Relative homology

We study the homology of a cell complex $K$ relative to a subcomplex $A$ is, roughly, the homology of $K$ with $A$ "collapsed" to a point.

We form the short exact sequence of the pair: $$0\to C_* (A) \to C_ *(K)\to C_*(K) /C_*(A) \to 0,$$ where $C_*(K)$ is the chain complex of $K$.

The boundary map of $C_*(K)$ does not leave $C_*(A)$ and therefore allows one to define the boundary operator on the quotient on the right. This way we form a new chain complex.

Then the relative homology is defined as: $$H_n(K,A) = H_n (C_*(K) /C_*(A)).$$ The relative homology consists of the relative cycles.

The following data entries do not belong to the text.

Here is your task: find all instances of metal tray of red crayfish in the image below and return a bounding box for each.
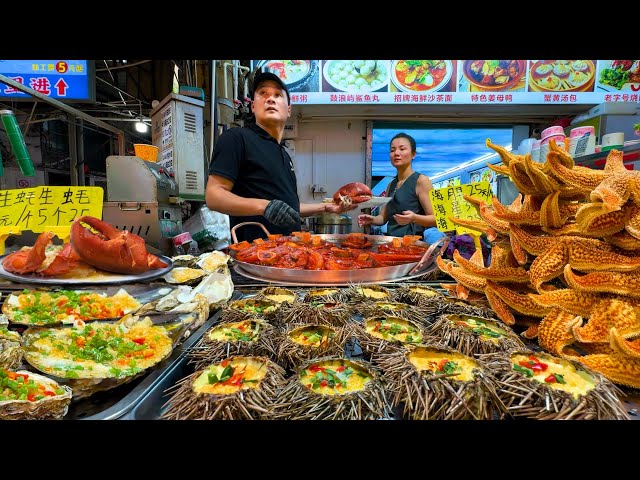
[229,231,448,285]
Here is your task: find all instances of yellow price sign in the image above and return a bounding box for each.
[429,181,493,234]
[0,186,103,234]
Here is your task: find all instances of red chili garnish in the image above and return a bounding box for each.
[544,374,557,383]
[336,366,346,372]
[438,359,449,371]
[132,337,145,345]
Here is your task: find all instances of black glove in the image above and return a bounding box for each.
[263,199,301,230]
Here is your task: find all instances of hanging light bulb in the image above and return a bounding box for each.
[135,120,148,133]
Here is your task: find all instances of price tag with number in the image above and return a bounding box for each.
[429,181,493,235]
[0,186,103,251]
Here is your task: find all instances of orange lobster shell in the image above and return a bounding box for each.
[332,182,372,206]
[70,216,167,275]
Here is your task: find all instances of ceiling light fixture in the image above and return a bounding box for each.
[135,120,148,133]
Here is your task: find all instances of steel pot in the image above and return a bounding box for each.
[309,213,352,235]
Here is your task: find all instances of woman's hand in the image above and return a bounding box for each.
[325,202,357,214]
[358,214,375,227]
[393,210,415,226]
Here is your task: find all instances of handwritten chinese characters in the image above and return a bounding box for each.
[0,186,103,232]
[429,181,493,234]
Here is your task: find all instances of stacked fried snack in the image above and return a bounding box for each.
[439,139,640,388]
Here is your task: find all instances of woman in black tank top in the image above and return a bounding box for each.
[358,132,437,237]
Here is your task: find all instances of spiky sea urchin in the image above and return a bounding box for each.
[438,296,499,320]
[479,350,629,420]
[351,316,430,361]
[355,301,428,327]
[280,301,352,327]
[160,356,287,420]
[0,327,22,370]
[271,356,391,420]
[302,288,348,304]
[220,298,280,324]
[276,323,348,371]
[188,318,278,370]
[393,283,444,308]
[255,286,298,305]
[377,344,507,420]
[345,284,393,304]
[427,313,525,356]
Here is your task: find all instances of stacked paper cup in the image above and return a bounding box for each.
[540,126,566,161]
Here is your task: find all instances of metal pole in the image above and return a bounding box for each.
[0,73,126,154]
[68,114,78,186]
[77,118,85,186]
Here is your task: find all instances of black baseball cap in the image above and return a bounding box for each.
[250,71,290,105]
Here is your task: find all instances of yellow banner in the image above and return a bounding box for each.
[429,181,493,234]
[0,186,103,232]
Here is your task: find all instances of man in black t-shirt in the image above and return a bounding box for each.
[207,71,354,242]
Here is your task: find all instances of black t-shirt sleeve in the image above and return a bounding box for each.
[208,129,245,181]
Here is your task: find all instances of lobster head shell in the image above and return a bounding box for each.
[332,182,372,207]
[70,216,167,275]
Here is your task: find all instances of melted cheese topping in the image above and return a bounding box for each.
[289,325,335,346]
[5,288,141,325]
[299,359,371,395]
[408,349,477,382]
[365,317,422,343]
[193,357,268,395]
[408,286,438,297]
[26,318,172,379]
[264,293,296,303]
[207,320,261,343]
[373,302,407,311]
[167,268,205,284]
[454,316,507,342]
[511,354,597,398]
[308,289,339,297]
[357,287,389,299]
[230,300,277,314]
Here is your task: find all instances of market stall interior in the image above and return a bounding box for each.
[0,60,639,420]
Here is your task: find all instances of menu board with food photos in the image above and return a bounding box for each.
[250,60,640,105]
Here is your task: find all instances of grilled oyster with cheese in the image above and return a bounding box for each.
[188,318,277,370]
[271,357,391,420]
[22,314,175,398]
[0,369,72,420]
[161,356,287,420]
[3,288,142,326]
[0,327,22,370]
[378,345,506,420]
[481,350,629,420]
[428,314,525,355]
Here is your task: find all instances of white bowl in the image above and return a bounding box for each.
[323,60,390,93]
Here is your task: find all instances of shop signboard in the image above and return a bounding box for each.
[250,60,640,105]
[0,60,94,101]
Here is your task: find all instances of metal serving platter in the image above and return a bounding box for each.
[230,233,449,285]
[0,254,174,285]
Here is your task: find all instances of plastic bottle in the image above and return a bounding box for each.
[187,241,200,256]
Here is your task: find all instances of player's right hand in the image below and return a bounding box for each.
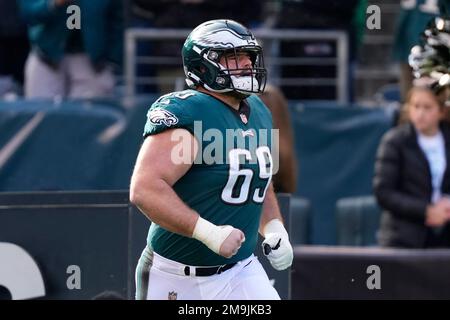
[218,227,245,258]
[192,217,245,258]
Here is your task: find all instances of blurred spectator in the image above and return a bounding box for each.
[18,0,123,99]
[392,0,450,102]
[274,0,366,101]
[136,0,262,94]
[374,85,450,248]
[259,84,297,193]
[0,0,29,98]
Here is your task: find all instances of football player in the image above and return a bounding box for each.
[130,19,293,300]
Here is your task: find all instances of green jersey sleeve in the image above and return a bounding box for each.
[143,93,194,138]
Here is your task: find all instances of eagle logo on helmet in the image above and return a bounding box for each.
[195,29,258,48]
[148,109,179,127]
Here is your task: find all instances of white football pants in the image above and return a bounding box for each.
[135,246,280,300]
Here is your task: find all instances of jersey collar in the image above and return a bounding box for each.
[199,91,251,125]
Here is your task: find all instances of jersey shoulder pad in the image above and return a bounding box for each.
[143,90,197,137]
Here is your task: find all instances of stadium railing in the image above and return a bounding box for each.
[124,28,349,103]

The Snake Lemma yields the following long exact sequence: $$\cdots \to H_n(A) \to H_n(K) \to H_n (K,A) \stackrel{\delta}{\to} H_{n-1}(A) \to \cdots ,$$ where the connecting map $δ$ takes a relative cycle, representing a homology class in $H _n (K,A)$, to its boundary, which is a cycle in $A$.

Using the long exact sequence of pairs and the Excision Theorem, one can show that $H _n (X, A)$ is the same as the $n$-th reduced homology groups of the quotient complex $K/A$: $$\tilde H_n(K/A) = H_n(K,A).$$

One can use this fact to compute the homology of spheres of all dimensions.